L’âge Atomique – Héléna Klotz : Festivallerin herhalde en güzel taraflarından biri yeni yönetmenler ve onların yeni sinema dilleri ile tanışmak olmalı. Fransız yönetmen Klotz bu ilk uzun metrajlı filminde iki gencin bir gece boyunca Paris’teki küçük maceralarını ve sohbetlerini anlatıyor. Etkileyici bir görüntü yönetimi tümü gece karanlığında geçen filme ayrı bir keyif katarken, film gençlik, arkadaşlık, aşk ve arzular üzerine oldukça genç ve taze bir sinema dili ile aktarıyor söylediklerini. Her ikisi de ilk sinema filminde oynayan Eliott Paquet ve Dominik Wojcik doğallıkları ile dikkat çekerken, yönetmen zaman zaman ortam seslerini kapatarak veya görüntüdeki karakterleri bulundukları ortamdan soyutlayan bir kamera ve filtre kullanımı ile kayıtsız kalınamayacak bir estetiğe erişiyor. Yönetmenin kardeşi olan Ulysse Klotz’a ait olan orijinal müzikler dahil olmak üzere filmin müzik bandı da hayli etkileyici. Çağdaş sinemaya uygun bir şiirsellik içinde akan hikâyesi ile film tümü ile başarılı ama baş karakterlerden birinin diğerine aşkını itiraf ettiği sahnede bu itiraftan hemen sonraki sessiz anları için bile görmek gereken bir çalışma bu. Bu sessizlik filmin somut ile soyut arasında yumuşak bir şekilde gidip gelen kırılganlık atmosferininin de çok iyi bir göstergesi.

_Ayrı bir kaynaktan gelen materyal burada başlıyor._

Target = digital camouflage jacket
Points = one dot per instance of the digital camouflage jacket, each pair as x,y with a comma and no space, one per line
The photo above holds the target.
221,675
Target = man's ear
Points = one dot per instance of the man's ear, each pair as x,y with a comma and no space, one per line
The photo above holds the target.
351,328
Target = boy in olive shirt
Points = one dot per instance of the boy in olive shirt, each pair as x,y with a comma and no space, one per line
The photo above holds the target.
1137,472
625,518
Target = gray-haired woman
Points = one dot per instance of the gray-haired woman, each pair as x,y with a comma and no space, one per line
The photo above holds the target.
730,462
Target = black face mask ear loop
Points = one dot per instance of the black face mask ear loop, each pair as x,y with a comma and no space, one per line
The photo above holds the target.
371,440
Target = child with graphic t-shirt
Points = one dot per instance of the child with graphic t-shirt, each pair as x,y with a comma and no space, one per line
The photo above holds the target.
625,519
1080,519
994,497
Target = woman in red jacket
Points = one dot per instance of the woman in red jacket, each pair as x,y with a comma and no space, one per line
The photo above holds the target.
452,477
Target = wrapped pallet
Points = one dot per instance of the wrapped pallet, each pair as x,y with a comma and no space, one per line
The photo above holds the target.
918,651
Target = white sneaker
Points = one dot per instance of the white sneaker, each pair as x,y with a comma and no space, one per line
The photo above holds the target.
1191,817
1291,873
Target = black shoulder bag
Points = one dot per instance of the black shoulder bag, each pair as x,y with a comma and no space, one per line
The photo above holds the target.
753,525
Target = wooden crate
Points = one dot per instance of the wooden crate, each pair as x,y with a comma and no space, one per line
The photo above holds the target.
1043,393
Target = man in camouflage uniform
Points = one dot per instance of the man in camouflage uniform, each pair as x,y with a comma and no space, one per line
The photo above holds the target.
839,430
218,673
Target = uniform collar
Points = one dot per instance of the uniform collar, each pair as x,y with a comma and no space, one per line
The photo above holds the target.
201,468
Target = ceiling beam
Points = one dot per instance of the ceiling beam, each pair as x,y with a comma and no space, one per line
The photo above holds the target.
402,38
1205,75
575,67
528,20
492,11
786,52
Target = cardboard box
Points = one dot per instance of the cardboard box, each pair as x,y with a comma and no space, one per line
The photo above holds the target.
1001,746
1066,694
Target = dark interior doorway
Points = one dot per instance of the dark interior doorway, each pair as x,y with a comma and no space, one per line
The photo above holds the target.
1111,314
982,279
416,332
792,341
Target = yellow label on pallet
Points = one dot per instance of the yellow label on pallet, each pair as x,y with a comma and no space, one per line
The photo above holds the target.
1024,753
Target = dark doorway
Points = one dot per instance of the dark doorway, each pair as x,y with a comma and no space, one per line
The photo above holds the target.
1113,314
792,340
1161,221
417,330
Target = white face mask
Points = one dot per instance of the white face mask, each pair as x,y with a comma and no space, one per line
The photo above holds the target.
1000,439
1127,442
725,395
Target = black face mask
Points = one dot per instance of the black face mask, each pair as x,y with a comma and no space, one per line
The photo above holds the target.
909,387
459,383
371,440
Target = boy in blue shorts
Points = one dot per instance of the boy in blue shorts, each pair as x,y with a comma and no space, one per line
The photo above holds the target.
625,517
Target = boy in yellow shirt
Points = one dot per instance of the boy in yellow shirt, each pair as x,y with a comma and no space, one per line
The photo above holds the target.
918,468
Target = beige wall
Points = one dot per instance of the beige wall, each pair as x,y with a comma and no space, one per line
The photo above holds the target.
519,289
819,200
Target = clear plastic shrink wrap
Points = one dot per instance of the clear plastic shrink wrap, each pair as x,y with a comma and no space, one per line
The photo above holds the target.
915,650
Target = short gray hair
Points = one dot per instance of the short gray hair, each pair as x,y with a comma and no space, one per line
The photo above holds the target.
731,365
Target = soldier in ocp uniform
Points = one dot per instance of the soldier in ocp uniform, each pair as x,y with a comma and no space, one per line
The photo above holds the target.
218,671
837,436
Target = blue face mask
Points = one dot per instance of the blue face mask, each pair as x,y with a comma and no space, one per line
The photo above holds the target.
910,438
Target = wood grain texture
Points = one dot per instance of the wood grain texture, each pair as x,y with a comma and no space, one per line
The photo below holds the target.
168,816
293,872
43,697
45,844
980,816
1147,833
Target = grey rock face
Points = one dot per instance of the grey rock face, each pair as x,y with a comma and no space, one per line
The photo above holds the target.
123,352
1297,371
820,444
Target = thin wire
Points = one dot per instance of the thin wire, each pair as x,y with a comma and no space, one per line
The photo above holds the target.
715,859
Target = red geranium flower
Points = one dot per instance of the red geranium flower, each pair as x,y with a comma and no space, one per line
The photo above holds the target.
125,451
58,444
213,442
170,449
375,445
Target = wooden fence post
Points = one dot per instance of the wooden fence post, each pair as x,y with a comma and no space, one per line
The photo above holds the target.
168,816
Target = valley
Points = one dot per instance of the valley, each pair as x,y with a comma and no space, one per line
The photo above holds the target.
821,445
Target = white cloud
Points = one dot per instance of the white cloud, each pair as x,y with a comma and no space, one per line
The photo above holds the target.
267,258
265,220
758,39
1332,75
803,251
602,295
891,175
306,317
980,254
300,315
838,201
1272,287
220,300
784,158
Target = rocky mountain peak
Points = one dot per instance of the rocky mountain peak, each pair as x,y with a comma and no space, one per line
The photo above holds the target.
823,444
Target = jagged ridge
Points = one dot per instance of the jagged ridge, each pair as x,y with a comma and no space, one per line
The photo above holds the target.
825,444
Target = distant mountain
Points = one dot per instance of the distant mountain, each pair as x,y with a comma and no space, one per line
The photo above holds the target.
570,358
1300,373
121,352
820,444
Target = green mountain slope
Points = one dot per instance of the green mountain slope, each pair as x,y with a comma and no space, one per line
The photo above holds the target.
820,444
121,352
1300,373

(“Atomic Age” – “Atom çağı”)
Low Tide – Roberto Minervini : Genç yönetmen Minervi’nin ikinci sinema filmi olan çalışma, belgesele yakın tarzı ile “hayatta kalmaya çalışan” iki karakterin, 12 yaşındaki bir çocuğun ve annesinin birkaç gününü anlatıyor. İki amatör oyuncunun (Daniel Blanchard ve Melissa McKinney) adeta kendi hayatlarının filme alınmasına izin vermişlercesine bir doğallık taşıyan performansları zaman zaman nefesleri durduracak kadar başarılı. Kendi başına büyümek zorunda kalan çocuğun hikâyesine sanki filmin yaratıcıları hiçbir müdahelede bulunmamış gibi hissediyorsunuz film boyunca. Çocuğun filmde kendi kendine eğlenerek de olsa gülümsediği tek bir sahnenin olduğu düşünüldüğünde final fazlası ile iyimser görünebilir belki ama filmin adının da altını çizdiği gibi hayat med ve cezirlerden ibaret. Modern dünyadaki yalnızlıkların, parçalanmışlıkların ve mutsuzlukların objektif bir bakış ile anlatılan bu hikâyesi sevginin nereye gittiğini cevabını vermese de sorgulatıyor ve insan doğasına güvenimizi yitirememeliyiz diyor sanki.